Pemegang saham dan manajemen maskapai pelat merah itu memang sudah merumuskan dan mengimplementasikan sejumlah langkah dan kebijakan strategis untuk menekan kerugian emiten agar tidak terlalu dalam. Namun, hingga saat ini Garuda belum bisa bernafas lega.
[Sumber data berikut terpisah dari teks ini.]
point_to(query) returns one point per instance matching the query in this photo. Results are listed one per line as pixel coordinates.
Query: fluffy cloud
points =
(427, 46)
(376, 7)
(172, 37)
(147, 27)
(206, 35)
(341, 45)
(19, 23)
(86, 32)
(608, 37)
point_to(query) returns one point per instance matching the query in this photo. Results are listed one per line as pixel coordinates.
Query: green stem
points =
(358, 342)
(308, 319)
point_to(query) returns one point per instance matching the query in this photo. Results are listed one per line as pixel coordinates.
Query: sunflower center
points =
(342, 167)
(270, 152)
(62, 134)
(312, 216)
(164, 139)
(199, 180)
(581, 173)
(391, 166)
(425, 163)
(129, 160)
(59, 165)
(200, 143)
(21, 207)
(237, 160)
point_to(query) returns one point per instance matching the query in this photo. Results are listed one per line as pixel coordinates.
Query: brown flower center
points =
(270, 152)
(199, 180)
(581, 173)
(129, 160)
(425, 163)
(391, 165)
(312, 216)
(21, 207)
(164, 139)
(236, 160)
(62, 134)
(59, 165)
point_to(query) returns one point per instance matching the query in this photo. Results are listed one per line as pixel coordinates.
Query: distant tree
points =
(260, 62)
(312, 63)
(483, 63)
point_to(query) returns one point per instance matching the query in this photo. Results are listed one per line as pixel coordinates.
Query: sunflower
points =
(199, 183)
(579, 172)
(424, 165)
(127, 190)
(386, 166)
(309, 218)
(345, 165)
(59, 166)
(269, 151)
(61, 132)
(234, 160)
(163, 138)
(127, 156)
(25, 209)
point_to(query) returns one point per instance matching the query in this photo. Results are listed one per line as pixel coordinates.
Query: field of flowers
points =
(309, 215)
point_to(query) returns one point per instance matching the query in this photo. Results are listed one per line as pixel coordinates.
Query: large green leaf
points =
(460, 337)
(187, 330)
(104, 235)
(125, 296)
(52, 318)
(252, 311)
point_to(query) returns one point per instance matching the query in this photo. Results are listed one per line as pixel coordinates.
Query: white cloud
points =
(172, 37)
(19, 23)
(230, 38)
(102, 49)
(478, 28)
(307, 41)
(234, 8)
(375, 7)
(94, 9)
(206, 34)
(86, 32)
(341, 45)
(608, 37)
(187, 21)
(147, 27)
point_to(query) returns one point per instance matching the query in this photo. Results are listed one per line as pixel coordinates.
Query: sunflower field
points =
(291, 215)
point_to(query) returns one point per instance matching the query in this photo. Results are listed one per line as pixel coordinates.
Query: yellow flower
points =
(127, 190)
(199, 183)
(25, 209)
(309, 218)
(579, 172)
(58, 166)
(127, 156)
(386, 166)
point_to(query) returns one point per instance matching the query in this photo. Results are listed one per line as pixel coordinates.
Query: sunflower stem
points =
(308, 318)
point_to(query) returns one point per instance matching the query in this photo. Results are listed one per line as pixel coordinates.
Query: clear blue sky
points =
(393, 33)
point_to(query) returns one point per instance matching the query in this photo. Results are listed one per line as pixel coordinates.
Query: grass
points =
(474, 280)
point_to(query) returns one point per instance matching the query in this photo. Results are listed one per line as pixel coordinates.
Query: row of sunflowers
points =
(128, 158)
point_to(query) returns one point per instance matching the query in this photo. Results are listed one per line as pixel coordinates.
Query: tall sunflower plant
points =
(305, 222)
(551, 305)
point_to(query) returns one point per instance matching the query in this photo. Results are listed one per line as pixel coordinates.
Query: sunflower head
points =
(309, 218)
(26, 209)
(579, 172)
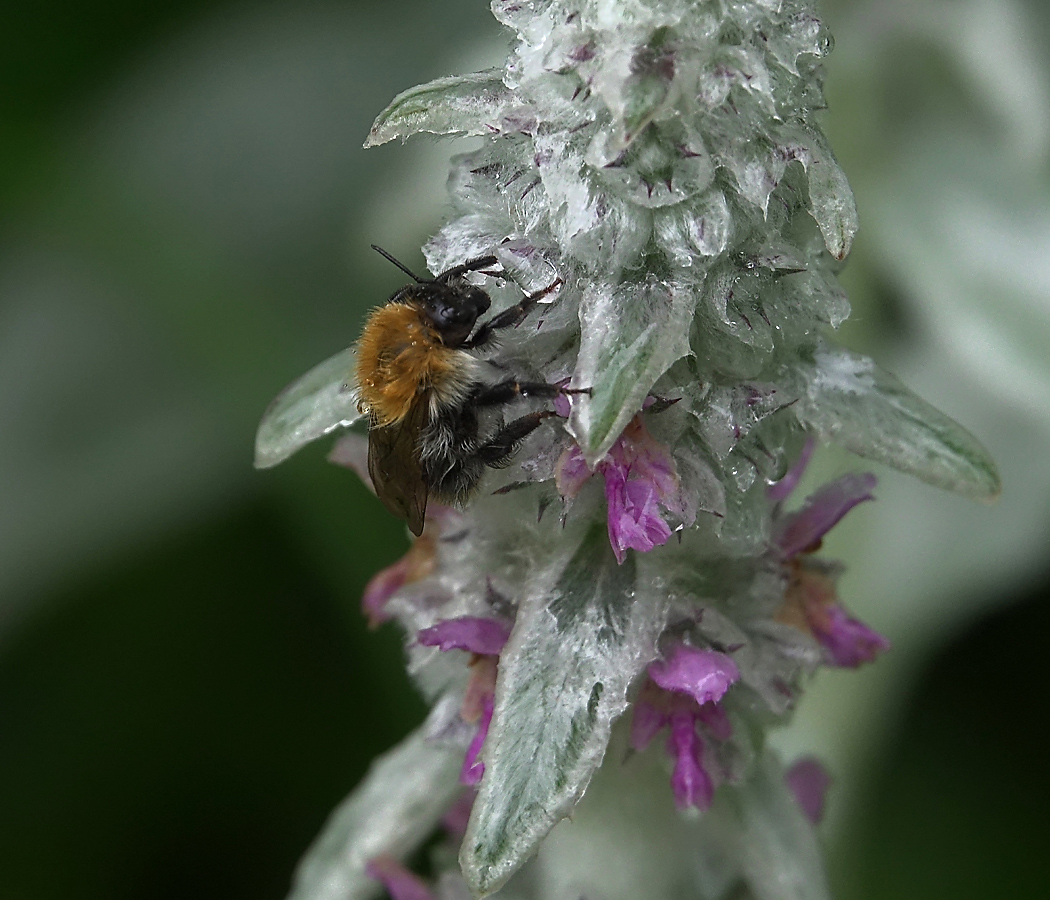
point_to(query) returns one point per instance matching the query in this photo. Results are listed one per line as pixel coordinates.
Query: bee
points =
(420, 381)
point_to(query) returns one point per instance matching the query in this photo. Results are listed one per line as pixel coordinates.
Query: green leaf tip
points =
(463, 104)
(853, 402)
(310, 407)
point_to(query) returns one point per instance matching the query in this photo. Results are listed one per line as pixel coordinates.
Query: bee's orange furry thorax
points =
(401, 360)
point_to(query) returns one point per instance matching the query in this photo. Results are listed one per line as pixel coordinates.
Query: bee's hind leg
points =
(498, 450)
(511, 389)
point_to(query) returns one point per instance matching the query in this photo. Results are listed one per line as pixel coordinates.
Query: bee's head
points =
(453, 309)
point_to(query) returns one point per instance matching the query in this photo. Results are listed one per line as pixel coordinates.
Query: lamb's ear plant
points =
(639, 571)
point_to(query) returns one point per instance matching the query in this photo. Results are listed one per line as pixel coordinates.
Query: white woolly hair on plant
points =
(634, 571)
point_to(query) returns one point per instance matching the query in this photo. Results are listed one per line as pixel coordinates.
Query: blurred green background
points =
(187, 687)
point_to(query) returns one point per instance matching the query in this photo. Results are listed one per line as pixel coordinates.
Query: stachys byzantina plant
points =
(660, 158)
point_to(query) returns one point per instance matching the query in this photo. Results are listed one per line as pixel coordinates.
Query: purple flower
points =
(683, 694)
(848, 642)
(690, 781)
(811, 602)
(801, 531)
(484, 637)
(702, 674)
(400, 883)
(809, 782)
(641, 484)
(475, 634)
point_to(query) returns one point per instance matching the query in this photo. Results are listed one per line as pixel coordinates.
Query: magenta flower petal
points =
(646, 720)
(781, 489)
(634, 515)
(469, 632)
(382, 586)
(691, 783)
(400, 883)
(702, 674)
(809, 782)
(473, 768)
(801, 530)
(848, 642)
(717, 723)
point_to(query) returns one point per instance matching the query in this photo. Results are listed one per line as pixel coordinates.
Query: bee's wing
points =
(395, 467)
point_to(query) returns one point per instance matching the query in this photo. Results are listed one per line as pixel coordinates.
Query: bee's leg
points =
(509, 317)
(498, 450)
(506, 392)
(470, 266)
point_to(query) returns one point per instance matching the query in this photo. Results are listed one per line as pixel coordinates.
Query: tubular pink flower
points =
(475, 634)
(690, 781)
(809, 781)
(400, 883)
(634, 515)
(641, 484)
(848, 642)
(702, 674)
(802, 530)
(683, 692)
(812, 604)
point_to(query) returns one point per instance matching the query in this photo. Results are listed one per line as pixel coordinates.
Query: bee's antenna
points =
(399, 264)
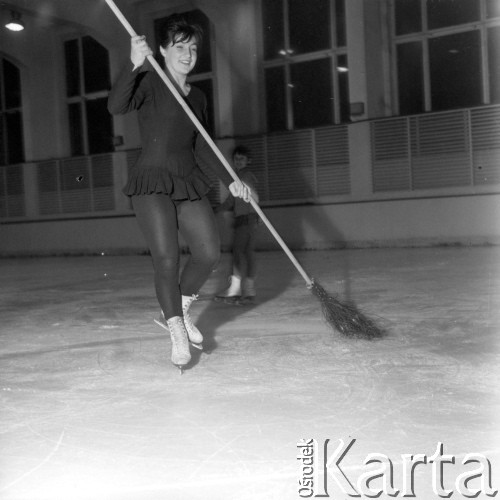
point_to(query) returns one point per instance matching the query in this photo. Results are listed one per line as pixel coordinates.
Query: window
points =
(446, 54)
(87, 87)
(303, 38)
(201, 76)
(11, 115)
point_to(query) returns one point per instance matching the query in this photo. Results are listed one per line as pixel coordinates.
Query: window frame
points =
(424, 36)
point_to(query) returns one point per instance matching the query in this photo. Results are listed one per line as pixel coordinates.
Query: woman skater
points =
(167, 188)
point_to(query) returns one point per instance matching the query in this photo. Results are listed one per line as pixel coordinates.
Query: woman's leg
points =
(199, 228)
(250, 252)
(157, 218)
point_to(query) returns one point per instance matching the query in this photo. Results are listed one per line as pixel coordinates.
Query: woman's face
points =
(180, 57)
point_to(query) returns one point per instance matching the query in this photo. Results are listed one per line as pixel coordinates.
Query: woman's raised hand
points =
(139, 50)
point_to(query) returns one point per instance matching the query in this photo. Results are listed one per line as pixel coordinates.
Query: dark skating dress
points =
(172, 147)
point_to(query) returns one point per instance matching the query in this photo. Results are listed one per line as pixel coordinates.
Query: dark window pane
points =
(99, 126)
(15, 180)
(206, 87)
(275, 98)
(204, 62)
(451, 12)
(340, 23)
(408, 15)
(15, 143)
(410, 78)
(455, 67)
(494, 63)
(72, 57)
(273, 28)
(309, 25)
(12, 83)
(312, 98)
(75, 129)
(343, 79)
(492, 8)
(95, 65)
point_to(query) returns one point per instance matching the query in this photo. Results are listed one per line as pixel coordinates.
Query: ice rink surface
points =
(91, 407)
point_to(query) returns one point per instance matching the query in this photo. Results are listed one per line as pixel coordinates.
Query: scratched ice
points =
(91, 407)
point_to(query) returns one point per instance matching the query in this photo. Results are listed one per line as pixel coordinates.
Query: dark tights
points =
(160, 218)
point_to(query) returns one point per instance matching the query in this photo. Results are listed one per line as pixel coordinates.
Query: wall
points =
(454, 220)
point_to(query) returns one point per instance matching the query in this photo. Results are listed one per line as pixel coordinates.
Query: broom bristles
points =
(345, 317)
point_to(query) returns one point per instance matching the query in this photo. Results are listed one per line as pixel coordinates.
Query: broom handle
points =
(210, 142)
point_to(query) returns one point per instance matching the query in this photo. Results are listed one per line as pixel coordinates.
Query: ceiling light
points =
(15, 23)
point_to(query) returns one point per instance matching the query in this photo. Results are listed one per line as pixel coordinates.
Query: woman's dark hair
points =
(176, 29)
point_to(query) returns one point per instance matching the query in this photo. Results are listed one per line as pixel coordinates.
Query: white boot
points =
(195, 336)
(233, 291)
(180, 345)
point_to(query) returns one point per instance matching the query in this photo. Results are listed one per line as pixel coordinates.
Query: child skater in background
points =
(241, 288)
(167, 187)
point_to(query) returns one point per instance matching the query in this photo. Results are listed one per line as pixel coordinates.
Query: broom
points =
(344, 317)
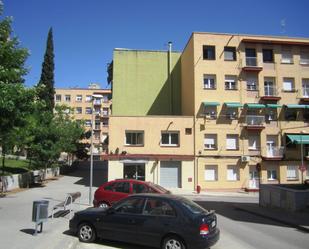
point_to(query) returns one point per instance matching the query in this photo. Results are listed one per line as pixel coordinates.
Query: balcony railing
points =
(274, 152)
(251, 61)
(253, 120)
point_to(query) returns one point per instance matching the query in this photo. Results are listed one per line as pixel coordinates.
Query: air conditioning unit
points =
(245, 159)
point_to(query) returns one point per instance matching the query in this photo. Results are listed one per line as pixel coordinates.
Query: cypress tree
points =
(46, 89)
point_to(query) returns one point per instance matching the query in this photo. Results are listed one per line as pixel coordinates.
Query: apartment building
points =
(213, 115)
(249, 96)
(92, 106)
(149, 139)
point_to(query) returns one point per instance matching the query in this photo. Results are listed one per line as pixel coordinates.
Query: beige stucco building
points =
(244, 105)
(95, 113)
(249, 97)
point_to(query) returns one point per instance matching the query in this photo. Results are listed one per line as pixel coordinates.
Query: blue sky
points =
(86, 32)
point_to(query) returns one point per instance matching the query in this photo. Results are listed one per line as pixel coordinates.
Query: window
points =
(170, 138)
(88, 110)
(88, 123)
(210, 141)
(211, 173)
(210, 112)
(209, 52)
(292, 173)
(269, 86)
(232, 113)
(232, 173)
(79, 110)
(286, 56)
(288, 84)
(134, 138)
(67, 98)
(290, 114)
(268, 55)
(230, 82)
(130, 206)
(304, 57)
(305, 86)
(229, 53)
(251, 57)
(252, 83)
(271, 174)
(158, 207)
(209, 81)
(88, 98)
(58, 97)
(254, 142)
(231, 142)
(79, 98)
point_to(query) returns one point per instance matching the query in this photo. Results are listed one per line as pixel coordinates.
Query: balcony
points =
(303, 94)
(97, 102)
(252, 65)
(273, 153)
(270, 93)
(254, 122)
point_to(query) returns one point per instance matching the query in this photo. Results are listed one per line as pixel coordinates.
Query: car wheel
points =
(86, 233)
(103, 205)
(173, 242)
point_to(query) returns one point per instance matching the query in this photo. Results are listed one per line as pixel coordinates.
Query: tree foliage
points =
(46, 91)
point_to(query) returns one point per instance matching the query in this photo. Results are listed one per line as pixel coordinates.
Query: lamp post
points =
(93, 98)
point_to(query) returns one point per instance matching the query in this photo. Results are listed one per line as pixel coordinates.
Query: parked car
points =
(113, 191)
(162, 221)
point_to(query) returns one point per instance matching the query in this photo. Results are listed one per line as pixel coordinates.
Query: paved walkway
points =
(16, 229)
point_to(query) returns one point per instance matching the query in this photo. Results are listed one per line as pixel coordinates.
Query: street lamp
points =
(94, 97)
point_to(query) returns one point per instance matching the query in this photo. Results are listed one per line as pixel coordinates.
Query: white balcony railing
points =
(253, 120)
(270, 91)
(274, 152)
(251, 62)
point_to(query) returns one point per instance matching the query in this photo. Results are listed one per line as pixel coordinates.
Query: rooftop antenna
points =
(282, 24)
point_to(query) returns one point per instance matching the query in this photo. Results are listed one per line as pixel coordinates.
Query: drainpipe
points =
(170, 74)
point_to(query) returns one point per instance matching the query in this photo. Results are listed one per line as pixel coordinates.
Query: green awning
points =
(294, 106)
(211, 103)
(233, 104)
(299, 139)
(273, 106)
(254, 106)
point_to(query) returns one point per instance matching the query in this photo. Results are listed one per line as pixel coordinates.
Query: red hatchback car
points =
(113, 191)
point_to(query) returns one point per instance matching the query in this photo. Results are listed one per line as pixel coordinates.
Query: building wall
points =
(74, 103)
(141, 85)
(221, 126)
(152, 126)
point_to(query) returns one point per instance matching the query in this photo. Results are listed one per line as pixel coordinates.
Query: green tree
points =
(15, 99)
(46, 91)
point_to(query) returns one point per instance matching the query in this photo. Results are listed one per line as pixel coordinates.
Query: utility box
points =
(39, 214)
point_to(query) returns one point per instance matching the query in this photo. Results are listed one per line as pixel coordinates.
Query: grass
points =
(13, 166)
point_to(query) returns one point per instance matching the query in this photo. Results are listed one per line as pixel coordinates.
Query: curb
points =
(291, 224)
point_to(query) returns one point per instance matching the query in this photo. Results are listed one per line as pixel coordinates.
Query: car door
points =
(120, 222)
(158, 218)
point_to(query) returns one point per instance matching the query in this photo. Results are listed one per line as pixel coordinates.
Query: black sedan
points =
(162, 221)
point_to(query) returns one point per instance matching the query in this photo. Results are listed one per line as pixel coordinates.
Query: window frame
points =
(170, 133)
(209, 52)
(230, 50)
(135, 133)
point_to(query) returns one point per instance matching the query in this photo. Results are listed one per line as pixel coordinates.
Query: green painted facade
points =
(141, 83)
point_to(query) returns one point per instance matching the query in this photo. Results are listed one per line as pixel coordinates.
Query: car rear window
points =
(192, 207)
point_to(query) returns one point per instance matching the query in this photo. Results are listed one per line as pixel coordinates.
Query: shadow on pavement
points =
(82, 170)
(113, 244)
(251, 212)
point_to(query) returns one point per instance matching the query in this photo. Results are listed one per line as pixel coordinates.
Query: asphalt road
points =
(239, 229)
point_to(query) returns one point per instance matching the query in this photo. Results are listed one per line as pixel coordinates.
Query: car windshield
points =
(193, 207)
(158, 187)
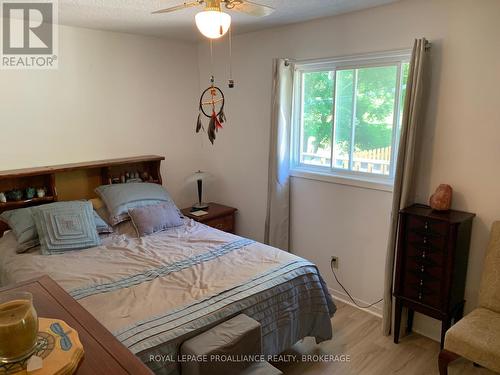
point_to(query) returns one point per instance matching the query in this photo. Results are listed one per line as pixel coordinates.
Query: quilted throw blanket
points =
(156, 292)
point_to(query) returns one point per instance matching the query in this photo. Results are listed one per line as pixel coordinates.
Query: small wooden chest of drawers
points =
(219, 217)
(431, 265)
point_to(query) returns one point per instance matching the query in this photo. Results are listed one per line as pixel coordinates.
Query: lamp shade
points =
(213, 23)
(200, 175)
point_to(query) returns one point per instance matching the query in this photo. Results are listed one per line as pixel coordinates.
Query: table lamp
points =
(199, 177)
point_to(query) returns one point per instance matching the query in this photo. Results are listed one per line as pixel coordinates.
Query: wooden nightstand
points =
(104, 354)
(431, 267)
(219, 217)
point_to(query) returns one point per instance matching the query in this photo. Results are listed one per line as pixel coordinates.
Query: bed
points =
(155, 292)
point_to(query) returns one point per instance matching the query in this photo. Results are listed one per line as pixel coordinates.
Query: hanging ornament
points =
(211, 106)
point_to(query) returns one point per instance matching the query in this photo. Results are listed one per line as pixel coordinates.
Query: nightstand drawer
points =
(225, 223)
(426, 226)
(217, 216)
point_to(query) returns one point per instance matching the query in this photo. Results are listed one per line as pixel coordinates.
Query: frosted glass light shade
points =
(213, 24)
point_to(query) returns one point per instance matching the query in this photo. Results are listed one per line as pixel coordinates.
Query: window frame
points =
(331, 173)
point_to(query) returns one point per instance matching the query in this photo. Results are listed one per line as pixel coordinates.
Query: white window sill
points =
(343, 180)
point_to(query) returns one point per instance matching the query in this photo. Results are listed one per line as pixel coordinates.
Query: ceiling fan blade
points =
(178, 7)
(253, 9)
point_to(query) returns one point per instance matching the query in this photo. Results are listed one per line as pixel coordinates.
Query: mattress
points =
(153, 293)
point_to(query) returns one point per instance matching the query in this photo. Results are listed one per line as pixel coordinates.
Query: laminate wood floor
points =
(358, 334)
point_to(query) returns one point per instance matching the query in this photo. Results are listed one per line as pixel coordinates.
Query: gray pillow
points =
(101, 225)
(65, 226)
(152, 219)
(119, 198)
(22, 225)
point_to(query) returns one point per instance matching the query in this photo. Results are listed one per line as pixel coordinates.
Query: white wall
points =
(460, 138)
(113, 95)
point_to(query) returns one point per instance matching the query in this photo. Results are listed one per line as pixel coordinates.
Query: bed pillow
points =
(119, 198)
(101, 225)
(156, 218)
(65, 226)
(22, 225)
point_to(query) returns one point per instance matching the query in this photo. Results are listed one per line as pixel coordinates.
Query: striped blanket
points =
(155, 292)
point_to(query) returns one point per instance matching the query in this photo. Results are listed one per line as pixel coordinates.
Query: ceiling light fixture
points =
(213, 23)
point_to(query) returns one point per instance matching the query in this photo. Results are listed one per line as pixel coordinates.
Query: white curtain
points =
(403, 182)
(277, 231)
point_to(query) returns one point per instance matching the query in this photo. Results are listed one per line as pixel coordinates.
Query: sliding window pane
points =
(344, 95)
(317, 117)
(374, 106)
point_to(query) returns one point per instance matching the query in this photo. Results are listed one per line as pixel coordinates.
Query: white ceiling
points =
(134, 16)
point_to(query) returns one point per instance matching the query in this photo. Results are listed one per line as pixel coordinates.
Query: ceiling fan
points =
(212, 21)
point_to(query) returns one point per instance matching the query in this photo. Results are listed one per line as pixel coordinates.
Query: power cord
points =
(348, 294)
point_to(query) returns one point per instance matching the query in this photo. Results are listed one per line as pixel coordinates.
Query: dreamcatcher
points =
(212, 106)
(212, 100)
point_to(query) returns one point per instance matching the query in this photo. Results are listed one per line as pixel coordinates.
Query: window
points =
(347, 116)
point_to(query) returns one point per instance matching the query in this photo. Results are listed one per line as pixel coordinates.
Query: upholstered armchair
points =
(476, 337)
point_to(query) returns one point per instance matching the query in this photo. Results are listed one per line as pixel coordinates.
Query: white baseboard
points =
(342, 297)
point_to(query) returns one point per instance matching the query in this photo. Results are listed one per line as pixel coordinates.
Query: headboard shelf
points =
(73, 181)
(25, 203)
(25, 172)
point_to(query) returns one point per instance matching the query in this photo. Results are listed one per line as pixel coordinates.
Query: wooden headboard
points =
(74, 181)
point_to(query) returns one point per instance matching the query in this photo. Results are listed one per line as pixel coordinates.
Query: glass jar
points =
(18, 326)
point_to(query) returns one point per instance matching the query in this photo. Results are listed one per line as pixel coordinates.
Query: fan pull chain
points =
(212, 79)
(231, 81)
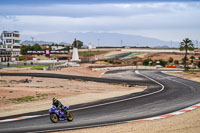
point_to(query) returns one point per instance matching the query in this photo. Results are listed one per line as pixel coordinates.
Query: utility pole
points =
(171, 43)
(121, 43)
(32, 38)
(98, 42)
(197, 44)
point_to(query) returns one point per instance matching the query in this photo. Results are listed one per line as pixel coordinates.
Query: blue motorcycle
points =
(56, 114)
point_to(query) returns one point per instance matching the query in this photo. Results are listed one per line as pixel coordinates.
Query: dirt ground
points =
(195, 76)
(19, 97)
(83, 70)
(185, 123)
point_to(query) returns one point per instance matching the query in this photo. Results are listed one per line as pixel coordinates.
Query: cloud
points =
(85, 10)
(130, 18)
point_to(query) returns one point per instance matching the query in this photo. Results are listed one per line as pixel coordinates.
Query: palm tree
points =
(186, 45)
(192, 59)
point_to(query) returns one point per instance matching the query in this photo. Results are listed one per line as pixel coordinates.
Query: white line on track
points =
(117, 101)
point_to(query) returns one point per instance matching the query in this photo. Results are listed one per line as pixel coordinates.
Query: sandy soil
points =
(42, 90)
(185, 123)
(194, 76)
(83, 70)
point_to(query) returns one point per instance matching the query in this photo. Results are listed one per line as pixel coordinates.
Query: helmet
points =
(54, 100)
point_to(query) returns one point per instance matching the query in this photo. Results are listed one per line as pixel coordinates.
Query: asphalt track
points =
(165, 94)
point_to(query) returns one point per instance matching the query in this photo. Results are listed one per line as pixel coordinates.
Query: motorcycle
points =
(56, 114)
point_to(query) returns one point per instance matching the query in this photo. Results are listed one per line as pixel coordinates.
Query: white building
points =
(57, 47)
(11, 44)
(90, 46)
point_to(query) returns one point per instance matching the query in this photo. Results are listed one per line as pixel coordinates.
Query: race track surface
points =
(165, 94)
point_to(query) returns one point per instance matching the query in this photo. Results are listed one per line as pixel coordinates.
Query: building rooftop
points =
(10, 31)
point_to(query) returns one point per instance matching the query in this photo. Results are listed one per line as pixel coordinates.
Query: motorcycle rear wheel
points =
(70, 116)
(54, 118)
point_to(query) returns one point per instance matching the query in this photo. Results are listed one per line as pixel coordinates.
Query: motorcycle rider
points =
(59, 105)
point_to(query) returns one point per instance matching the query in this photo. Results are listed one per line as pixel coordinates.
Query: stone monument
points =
(75, 56)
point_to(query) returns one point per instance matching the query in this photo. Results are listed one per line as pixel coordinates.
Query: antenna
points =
(32, 38)
(121, 42)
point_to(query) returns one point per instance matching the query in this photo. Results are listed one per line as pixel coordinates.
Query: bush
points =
(171, 60)
(113, 61)
(21, 58)
(146, 62)
(198, 64)
(163, 62)
(176, 62)
(135, 63)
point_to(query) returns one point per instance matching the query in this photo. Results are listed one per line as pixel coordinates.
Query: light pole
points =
(98, 42)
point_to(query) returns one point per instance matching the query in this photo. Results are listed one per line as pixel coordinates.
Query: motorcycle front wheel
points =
(70, 116)
(53, 118)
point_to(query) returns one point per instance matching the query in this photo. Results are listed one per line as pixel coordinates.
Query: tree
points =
(78, 42)
(192, 59)
(135, 63)
(147, 62)
(171, 60)
(176, 62)
(24, 49)
(36, 47)
(198, 64)
(186, 45)
(163, 62)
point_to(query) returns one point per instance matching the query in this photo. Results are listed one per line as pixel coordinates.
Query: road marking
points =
(140, 120)
(20, 118)
(122, 100)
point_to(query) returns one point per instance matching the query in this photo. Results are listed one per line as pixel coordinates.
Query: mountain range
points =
(100, 39)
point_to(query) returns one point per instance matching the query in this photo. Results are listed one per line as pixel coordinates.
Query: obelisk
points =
(75, 56)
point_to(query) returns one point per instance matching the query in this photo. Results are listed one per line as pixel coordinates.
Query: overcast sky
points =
(163, 19)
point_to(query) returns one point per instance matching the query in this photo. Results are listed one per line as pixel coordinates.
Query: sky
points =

Beban keuangan masih menjadi pekerjaan besar untuk diselesaikan.
MNC Portal Indonesia pun merangkum sejumlah fakta perihal stimulus dari pemerintah dan upaya manajemen menangani kerugian maskapai penerbangan nasional tersebut.
Berikut ini adalah lima fakta upaya penyelamatan Garuda Indonesia:
1. Pensiun Dini
Manajemen menawarkan program pensiun dini kepada karyawan Garuda Indonesia.
Direktur Utama Garuda Indonesia, Irfan Setiaputra menyebut, pandemi Covid-19 mengharuskan perusahaan melakukan langkah penyesuaian aspek supply dan demand saat penurunan kinerja operasi imbas penurunan trafik penerbangan yang terjadi secara signifikan.